Emílio Odebrecht também foi enfático ao afirmar que quando questionou Lula sobre uma possível estatização da maior estatal brasileira; a Petrobras, ele disse que “Emílio o conhecia e que, dessa forma, não seria ele (Lula), alguém que fosse de estatizar”, recordou em depoimento o empreiteiro.

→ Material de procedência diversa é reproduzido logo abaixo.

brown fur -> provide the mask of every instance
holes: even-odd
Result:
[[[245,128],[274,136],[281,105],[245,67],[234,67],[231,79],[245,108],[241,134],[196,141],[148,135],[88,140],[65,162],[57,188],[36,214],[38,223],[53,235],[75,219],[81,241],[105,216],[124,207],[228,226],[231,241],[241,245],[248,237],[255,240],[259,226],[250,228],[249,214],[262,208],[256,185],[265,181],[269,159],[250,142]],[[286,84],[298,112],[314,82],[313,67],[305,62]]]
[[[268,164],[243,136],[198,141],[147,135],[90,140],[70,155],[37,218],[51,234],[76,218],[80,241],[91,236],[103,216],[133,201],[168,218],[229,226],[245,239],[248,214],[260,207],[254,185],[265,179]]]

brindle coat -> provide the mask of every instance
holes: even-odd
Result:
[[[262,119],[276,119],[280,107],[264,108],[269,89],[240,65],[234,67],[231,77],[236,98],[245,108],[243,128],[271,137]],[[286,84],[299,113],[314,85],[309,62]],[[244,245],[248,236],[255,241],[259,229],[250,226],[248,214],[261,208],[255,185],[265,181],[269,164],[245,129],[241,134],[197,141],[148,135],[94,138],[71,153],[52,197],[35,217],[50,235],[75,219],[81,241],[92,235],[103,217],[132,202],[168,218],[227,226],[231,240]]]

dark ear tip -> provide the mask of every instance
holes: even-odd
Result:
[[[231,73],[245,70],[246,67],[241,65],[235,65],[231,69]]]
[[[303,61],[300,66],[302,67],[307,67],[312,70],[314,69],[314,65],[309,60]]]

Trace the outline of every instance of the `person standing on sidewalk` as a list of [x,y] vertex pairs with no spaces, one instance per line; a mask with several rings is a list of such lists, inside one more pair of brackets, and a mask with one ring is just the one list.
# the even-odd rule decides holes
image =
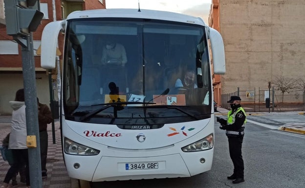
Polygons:
[[15,101],[10,101],[9,103],[13,110],[12,112],[12,126],[8,148],[12,150],[14,163],[6,173],[1,188],[8,188],[8,184],[12,178],[24,165],[26,186],[29,188],[30,177],[26,146],[26,121],[23,89],[18,90],[16,94]]
[[47,177],[46,157],[48,148],[48,134],[46,130],[47,124],[52,122],[52,113],[46,104],[39,103],[37,98],[38,106],[38,124],[39,125],[39,139],[40,141],[40,155],[41,158],[42,177]]
[[241,107],[241,99],[239,96],[231,96],[227,103],[230,103],[231,109],[228,112],[227,120],[217,117],[220,123],[219,128],[226,130],[226,135],[229,141],[230,157],[233,162],[233,174],[228,176],[229,180],[234,180],[233,184],[244,182],[243,160],[241,155],[241,146],[244,135],[244,125],[246,122],[246,112]]
[[[14,163],[14,158],[13,158],[13,153],[12,153],[11,149],[8,149],[8,145],[9,142],[9,136],[10,133],[7,134],[5,138],[2,141],[2,147],[5,147],[7,149],[6,150],[4,155],[5,156],[3,156],[2,155],[2,157],[5,157],[5,160],[7,160],[10,166],[12,166]],[[3,158],[4,159],[4,158]],[[24,174],[24,168],[25,166],[22,167],[21,169],[19,169],[19,175],[20,175],[20,182],[25,183],[25,175]],[[18,187],[18,184],[17,183],[17,174],[15,174],[12,177],[12,187]]]

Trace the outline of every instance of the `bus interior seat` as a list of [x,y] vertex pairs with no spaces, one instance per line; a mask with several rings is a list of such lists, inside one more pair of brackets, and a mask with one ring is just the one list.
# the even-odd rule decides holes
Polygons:
[[80,101],[99,99],[100,81],[100,72],[97,67],[83,69],[82,84],[80,85]]

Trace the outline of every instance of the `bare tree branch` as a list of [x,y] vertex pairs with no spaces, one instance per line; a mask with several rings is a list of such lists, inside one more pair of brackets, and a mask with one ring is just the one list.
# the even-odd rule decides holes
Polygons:
[[271,83],[274,85],[277,89],[282,92],[282,103],[284,101],[284,93],[289,93],[291,90],[295,88],[296,80],[293,79],[284,78],[281,76],[276,77],[275,80],[272,81]]

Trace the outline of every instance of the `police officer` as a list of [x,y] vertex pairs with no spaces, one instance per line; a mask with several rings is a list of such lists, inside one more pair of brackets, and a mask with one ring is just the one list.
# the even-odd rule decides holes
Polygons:
[[246,112],[240,105],[241,99],[239,96],[232,96],[227,103],[230,103],[231,109],[228,113],[227,120],[217,117],[220,123],[219,128],[226,130],[226,135],[229,141],[230,157],[233,162],[233,174],[228,176],[229,180],[234,180],[233,184],[244,182],[243,177],[243,160],[241,155],[241,145],[246,124]]

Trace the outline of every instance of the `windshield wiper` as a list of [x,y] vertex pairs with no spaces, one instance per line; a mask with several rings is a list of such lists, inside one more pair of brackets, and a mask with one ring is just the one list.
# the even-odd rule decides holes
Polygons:
[[188,113],[187,113],[187,112],[186,112],[185,111],[182,110],[182,109],[180,109],[178,107],[177,107],[176,106],[174,105],[152,105],[152,106],[132,106],[132,108],[143,108],[144,109],[147,109],[147,108],[169,108],[169,109],[175,109],[177,110],[180,111],[180,112],[182,112],[183,113],[187,115],[188,116],[191,117],[191,118],[193,118],[195,119],[196,119],[196,120],[199,120],[199,119],[197,118],[195,116],[194,116],[192,114],[190,114]]
[[155,104],[155,103],[146,103],[146,102],[118,102],[115,103],[103,103],[101,104],[92,104],[91,106],[101,106],[103,105],[105,106],[103,106],[101,108],[97,109],[94,111],[92,111],[92,112],[88,113],[80,118],[80,121],[84,121],[86,120],[87,119],[91,118],[93,116],[97,114],[101,111],[106,110],[106,109],[109,108],[109,107],[114,106],[117,107],[120,106],[123,107],[122,105],[124,104]]
[[184,111],[184,110],[182,110],[181,109],[180,109],[180,108],[179,108],[178,107],[177,107],[176,106],[173,106],[173,105],[167,106],[166,108],[167,108],[175,109],[176,109],[176,110],[177,110],[178,111],[180,111],[180,112],[182,112],[183,113],[184,113],[185,114],[186,114],[188,116],[190,116],[190,117],[191,117],[192,118],[193,118],[194,119],[195,119],[196,120],[199,120],[199,119],[197,118],[195,116],[193,115],[192,114],[190,114],[187,113],[187,112],[186,112],[185,111]]

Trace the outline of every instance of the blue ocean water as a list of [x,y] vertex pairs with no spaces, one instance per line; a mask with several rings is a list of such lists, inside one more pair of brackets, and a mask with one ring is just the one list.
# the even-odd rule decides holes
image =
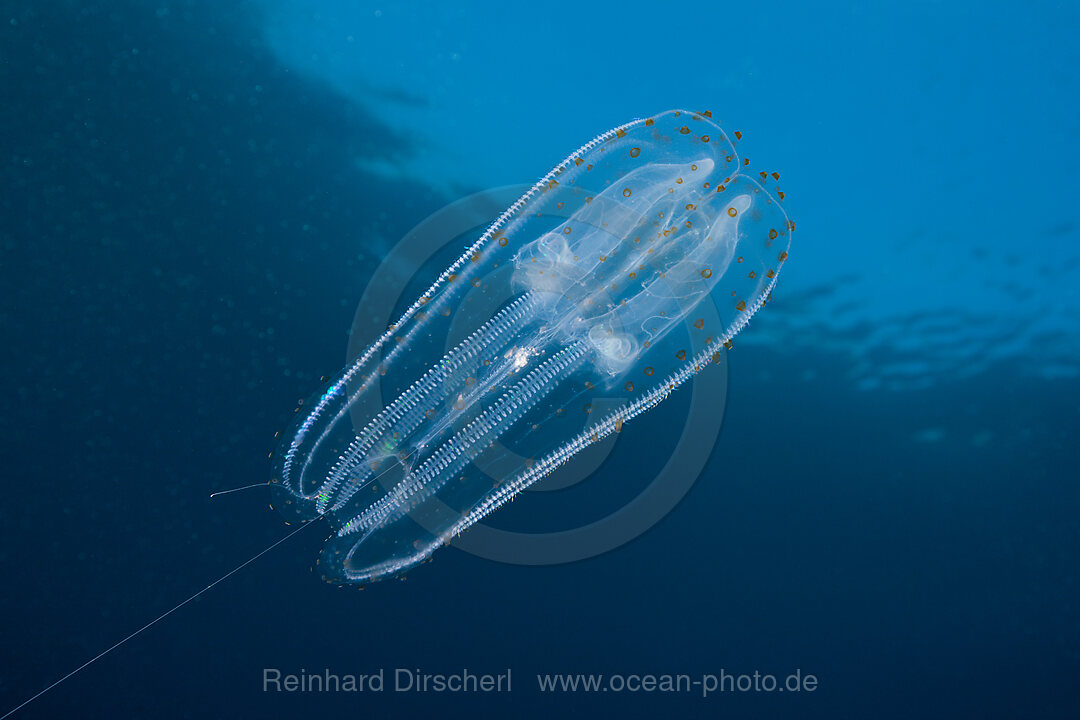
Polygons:
[[[269,478],[410,229],[688,107],[781,174],[797,231],[670,514],[361,593],[301,531],[18,717],[1076,717],[1078,29],[1072,3],[0,3],[0,712],[291,531],[262,490],[208,494]],[[619,507],[688,403],[492,524]],[[537,681],[755,671],[816,687]]]

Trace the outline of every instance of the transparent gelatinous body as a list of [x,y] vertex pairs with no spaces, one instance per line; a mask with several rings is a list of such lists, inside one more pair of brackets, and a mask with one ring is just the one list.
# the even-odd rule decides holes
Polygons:
[[[306,405],[274,505],[330,520],[327,579],[411,568],[717,358],[791,239],[778,176],[747,165],[707,113],[597,137]],[[594,412],[595,388],[625,402]]]

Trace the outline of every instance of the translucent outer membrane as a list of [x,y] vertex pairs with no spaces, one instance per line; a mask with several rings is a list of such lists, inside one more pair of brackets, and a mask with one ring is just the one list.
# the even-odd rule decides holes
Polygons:
[[[675,110],[507,209],[276,453],[274,505],[335,528],[324,575],[404,572],[718,359],[791,239],[779,176],[747,165],[707,113]],[[620,402],[594,411],[597,389]]]

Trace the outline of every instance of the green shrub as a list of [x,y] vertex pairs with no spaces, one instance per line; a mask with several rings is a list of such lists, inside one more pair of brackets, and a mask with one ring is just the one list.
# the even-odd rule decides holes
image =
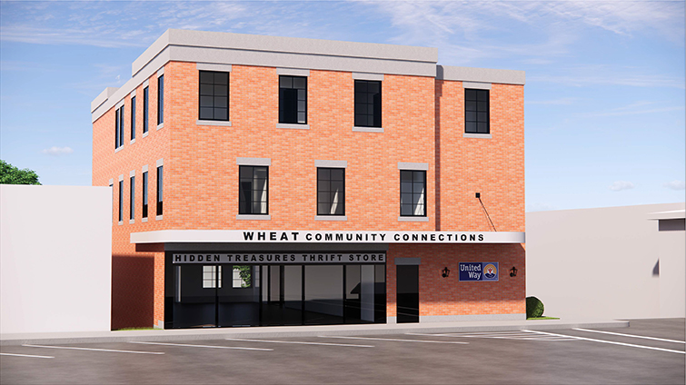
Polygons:
[[526,297],[526,318],[536,318],[543,315],[543,302],[536,297]]

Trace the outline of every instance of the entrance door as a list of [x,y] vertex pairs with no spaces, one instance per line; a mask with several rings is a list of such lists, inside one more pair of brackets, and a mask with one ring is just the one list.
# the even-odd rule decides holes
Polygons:
[[419,265],[398,265],[398,323],[419,322]]

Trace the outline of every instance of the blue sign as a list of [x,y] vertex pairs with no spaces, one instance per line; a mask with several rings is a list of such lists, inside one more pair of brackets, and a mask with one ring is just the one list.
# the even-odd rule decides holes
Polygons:
[[460,262],[460,281],[498,281],[498,262]]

General do Exército se manifesta

Em um dos principais trechos do depoimento de Emílio Odebrecht à força-tarefa de investigação da Operação Lava-Jato, o empreiteiro também revelou, de modo contundente, as palavras ditas a ele por parte de um general do #Exércitobrasileiro. O delator afirmou que em um dialogo mantido com o general Golbery do Couto e Silva, um dos nomes mais fortes do período da ditadura no Brasil, que o militar se referiu a Lula, descrevendo-o, da seguinte maneira: “Lula não tem nada de esquerda. Ele é, na verdade, um bon vivant”, afirmou o general. As palavras do general, segundo Emílio, com a expressão francesa proferida, que Lula, segundo, Emílio em sua análise aos procuradores, “gosta mesmo é de vida boa, uma cachacinha”, relatou o empreiteiro sobre as declarações do general das Forças Armadas.

Lula já é réu em cinco processos por prática de crimes de corrupção, lavagem de dinheiro, tráfico de influência, sendo que dois dos processos, está no âmbito da Operação Lava-Jato. A Lava-Jato é conduzida em primeira instância, pelo juiz Sérgio Moro, a partir da décima terceira Vara Criminal da Justiça Federal de Curitiba, no estado do Paraná. A força-tarefa investiga escândalos bilionários de corrupção que proporcionaram rombos nos cofres públicos da Petrobras e é considerada a maior operação de combate à corrupção de que se têm notícia no Brasil. Políticos, empresários e operadores do esquema já foram presos no âmbito das investigações.